2012年8月5日

海外医薬品ニュース週末版 2012年8月5日号




【ニュース・ヘッドライン】

  • BMSが慢性C型肝炎用薬の第二相試験を自主的に中断
  • リジェネロン/サノフィの新種のバイオ薬が承認
  • Arcalystの適応拡大は認められず
  • GSKが二種類の悪性黒色腫用薬を承認申請
  • アリアドがponatinibをローリング承認申請
  • ファイザーの抗リウマチ薬は承認遅延の公算



【新薬開発】


BMSが慢性C型肝炎用薬の第二相試験を自主的に中断

(2012年8月1日)

BMSは、BMS-986094(INX-08189)の慢性C型肝炎第二相試験を自主的に中断したと発表した。プレスリリースには記載されていないが、報道によると、証券アナリスト達は投与を受けた30人のうち一人で心不全が発生したことが原因で、開発中止の可能性が高いと言っている。2月に25億ドルを投じて買収したインヒビテックス社の最も重要な化合物が風前の灯となった。

たった一例で開発中止になるということは、第一に、重篤な急性心不全が発生したのだろう。第二に、原因として薬物誘導性不整脈が疑われ、尚且つ、これまでの治験でもQT延長(心電図に現れる脈拍異常)のリスクが見られたのだろう。

投与したのは200mgである模様。量を減らせば副作用を緩和できるかもしれないが、効果も減弱する。一型ウイルスに感染し初めて抗ウイルス治療を受ける患者に7日間投与した試験では、200mg群のウイルス量がメジアンで4.25 log10 IU/mL減少したのに対して、100mg群は2.53、50mg群は1.47 log10 IU/mLに留まった。

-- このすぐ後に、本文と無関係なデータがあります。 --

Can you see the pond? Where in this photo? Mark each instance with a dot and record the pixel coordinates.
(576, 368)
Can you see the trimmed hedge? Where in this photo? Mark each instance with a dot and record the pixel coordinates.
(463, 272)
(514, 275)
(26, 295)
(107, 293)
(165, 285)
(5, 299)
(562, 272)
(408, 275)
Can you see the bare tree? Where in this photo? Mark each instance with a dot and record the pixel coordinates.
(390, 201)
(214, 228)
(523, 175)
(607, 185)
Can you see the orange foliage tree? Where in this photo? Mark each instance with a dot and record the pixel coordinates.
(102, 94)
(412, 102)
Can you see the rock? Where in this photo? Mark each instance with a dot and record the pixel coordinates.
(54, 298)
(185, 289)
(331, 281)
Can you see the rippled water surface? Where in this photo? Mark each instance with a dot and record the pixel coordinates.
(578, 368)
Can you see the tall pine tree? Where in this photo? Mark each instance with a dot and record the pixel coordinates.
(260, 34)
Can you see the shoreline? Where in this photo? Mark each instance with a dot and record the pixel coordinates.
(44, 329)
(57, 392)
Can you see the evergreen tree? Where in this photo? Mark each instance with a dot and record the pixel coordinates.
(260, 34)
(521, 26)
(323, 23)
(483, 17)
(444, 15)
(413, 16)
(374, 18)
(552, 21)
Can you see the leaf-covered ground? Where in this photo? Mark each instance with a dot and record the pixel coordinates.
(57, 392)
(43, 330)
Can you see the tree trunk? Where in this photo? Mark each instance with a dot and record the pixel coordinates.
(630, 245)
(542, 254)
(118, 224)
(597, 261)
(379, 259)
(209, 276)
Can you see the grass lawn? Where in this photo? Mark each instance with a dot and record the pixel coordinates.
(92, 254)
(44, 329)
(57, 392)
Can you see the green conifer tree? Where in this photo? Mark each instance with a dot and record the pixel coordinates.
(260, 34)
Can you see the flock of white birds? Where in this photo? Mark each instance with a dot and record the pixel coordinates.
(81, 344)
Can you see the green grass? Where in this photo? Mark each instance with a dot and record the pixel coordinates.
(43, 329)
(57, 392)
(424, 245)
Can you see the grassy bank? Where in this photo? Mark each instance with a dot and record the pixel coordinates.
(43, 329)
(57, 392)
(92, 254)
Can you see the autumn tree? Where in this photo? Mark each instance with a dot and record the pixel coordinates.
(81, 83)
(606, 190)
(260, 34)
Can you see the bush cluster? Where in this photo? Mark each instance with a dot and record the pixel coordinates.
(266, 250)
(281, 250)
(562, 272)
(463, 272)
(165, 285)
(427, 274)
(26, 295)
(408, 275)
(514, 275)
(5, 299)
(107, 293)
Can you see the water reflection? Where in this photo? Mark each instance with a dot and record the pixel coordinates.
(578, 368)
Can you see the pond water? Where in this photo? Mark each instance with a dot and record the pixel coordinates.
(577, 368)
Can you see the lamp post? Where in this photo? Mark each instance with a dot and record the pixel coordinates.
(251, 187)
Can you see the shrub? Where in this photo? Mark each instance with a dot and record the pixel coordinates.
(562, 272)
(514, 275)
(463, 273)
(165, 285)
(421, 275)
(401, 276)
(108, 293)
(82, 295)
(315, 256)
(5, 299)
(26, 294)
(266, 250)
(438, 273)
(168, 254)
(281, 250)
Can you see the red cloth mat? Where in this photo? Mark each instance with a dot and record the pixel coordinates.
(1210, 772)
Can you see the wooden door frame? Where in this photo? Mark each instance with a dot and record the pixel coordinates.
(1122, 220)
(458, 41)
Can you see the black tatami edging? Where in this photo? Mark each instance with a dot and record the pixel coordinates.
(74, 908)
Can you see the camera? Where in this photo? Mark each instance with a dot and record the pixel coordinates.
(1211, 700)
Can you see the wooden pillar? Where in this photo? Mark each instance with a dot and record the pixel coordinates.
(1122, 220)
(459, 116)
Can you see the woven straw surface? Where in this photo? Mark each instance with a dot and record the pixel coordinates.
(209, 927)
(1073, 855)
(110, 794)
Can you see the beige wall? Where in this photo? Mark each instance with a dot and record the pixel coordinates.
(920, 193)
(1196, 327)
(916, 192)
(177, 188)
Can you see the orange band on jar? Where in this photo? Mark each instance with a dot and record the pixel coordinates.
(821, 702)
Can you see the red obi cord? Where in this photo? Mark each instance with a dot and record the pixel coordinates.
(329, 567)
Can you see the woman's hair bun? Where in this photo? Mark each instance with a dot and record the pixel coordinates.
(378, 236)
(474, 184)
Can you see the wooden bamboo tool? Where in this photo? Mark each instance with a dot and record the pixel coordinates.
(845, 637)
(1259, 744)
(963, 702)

BMS-986094はヌクレオチド系のNS5Bポリメラーゼ阻害剤。BMSにとっては残念だが、他社も同程度の力価を持つ化合物を開発しているので、インターフェロンを用いない全経口剤レジメンや、ribavirinを用いないレジメンの夢が消失したわけではない。

リンク:BMSのプレスリリース

【承認申請・承認】


リジェネロン/サノフィの新種のバイオ薬が承認

(2012年8月3日)

米国のバイオ企業であるリジェネロン(Nasdaq: REGN)と開発販売パートナーであるサノフィは、Zaltrap(ziv-aflibercept)が米国で承認されたと発表した。切除不能・転移性結腸直腸癌で、oxaliplatinベースの多剤併用療法に反応しなくなった患者に、FOLFIRIというirinotecanベースのレジメンと併用する。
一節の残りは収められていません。